The 4 annual cohorts ranged from 28,774 to 36,888 patients. Mean age was approximately 63 years, about 56% were men, 51% were white and 44% had end-stage renal disease caused by diabetes. Hyperkalemia prevalence was consistently estimated at 16.3-16.8 events per 100 patient-months. Prevalence on the day after the long interdialytic interval was 2.0-2.4 times as high as on the day after the short interval. Hyperkalemia, when defined as serum potassium ≥5.7 mEq/l, was associated with all-cause mortality (adjusted hazards ratio (AHR) 1.13, 95% CI 1.01-1.28, p = 0.037, vs. <5.7 mEq/l) after adjustment. AHRs increased progressively as the hyperkalemia threshold increased, reaching 1.37 (95% CI 1.16-1.62, p < 0.0001) for ≥6.0 mEq/l.
The long interdialytic interval was associated with increased likelihood of hyperkalemia. Hyperkalemia was associated with all-cause mortality beginning at serum potassium ≥5.7 mEq/l; mortality risk estimates increased ordinally through ≥6.0 mEq/l, suggesting a threshold at which serum potassium becomes substantially more dangerous.
高钾血症在接受维持性血液透析的患者中很常见。然而,很少有研究探讨血清钾水平与死亡率之间的关联。

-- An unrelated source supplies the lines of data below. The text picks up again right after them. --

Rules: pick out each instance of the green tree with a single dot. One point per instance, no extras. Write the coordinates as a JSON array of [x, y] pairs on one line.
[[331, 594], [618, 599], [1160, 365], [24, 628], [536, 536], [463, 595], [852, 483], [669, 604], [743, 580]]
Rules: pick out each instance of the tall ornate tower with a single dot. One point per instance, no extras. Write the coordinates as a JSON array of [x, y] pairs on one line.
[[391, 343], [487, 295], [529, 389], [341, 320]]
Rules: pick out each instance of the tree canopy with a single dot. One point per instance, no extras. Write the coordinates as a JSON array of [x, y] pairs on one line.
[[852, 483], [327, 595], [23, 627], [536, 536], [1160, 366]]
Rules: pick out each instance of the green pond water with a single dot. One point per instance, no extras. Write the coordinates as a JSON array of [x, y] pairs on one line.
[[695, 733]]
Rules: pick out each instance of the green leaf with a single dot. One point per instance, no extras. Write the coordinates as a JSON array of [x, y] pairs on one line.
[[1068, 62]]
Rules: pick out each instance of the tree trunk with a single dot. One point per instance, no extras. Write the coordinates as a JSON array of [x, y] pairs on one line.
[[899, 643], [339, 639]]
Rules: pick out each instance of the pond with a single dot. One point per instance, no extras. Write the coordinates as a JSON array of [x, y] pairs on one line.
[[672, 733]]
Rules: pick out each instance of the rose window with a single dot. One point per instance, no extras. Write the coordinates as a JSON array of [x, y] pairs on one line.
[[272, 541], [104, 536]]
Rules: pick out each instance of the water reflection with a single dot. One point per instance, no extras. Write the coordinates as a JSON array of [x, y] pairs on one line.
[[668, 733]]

本研究使用了2007 - 2010年期间血液透析患者的年度队列。为确定高钾血症患病率,每月高钾血症定义为血清钾水平≥5.5 mEq/L;患病率计算为高钾血症发作次数与随访时间的比值,按长透析间期和短透析间期分别报告。为确定高钾血症对死亡率的影响,对2010年队列中的患者从首次测量血钾开始随访至死亡或截尾事件;高钾血症依次按血钾水平5.5 - 6.0 mEq/L,以0.1 mEq/L的间隔进行定义。采用时间依赖性Cox比例风险模型来估计高钾血症与死亡率之间的关联。
4个年度队列的患者人数在28,774至36,888之间。平均年龄约为63岁,约56%为男性,51%为白人,44%患有糖尿病所致的终末期肾病。高钾血症患病率持续估计为每100患者月16.3 - 16.8次发作。长透析间期后一天的患病率是短透析间期后一天的2.0 - 2.4倍。当高钾血症定义为血清钾≥5.7 mEq/L时,调整后与全因死亡率相关(调整后风险比[AHR] 1.13,95%可信区间1.01 - 1.28,p = 0.037,与<5.7 mEq/L相比)。随着高钾血症阈值升高,AHR逐渐增加,血钾≥6.0 mEq/L时达到1.37(95%可信区间1.16 - 1.62,p < 0.0001)。
长透析间期与高钾血症发生可能性增加相关。高钾血症从血清钾≥5.7 mEq/L开始与全因死亡率相关;死亡率风险估计值通过≥6.0 mEq/L依次增加,提示血清钾达到某一阈值时会变得更加危险。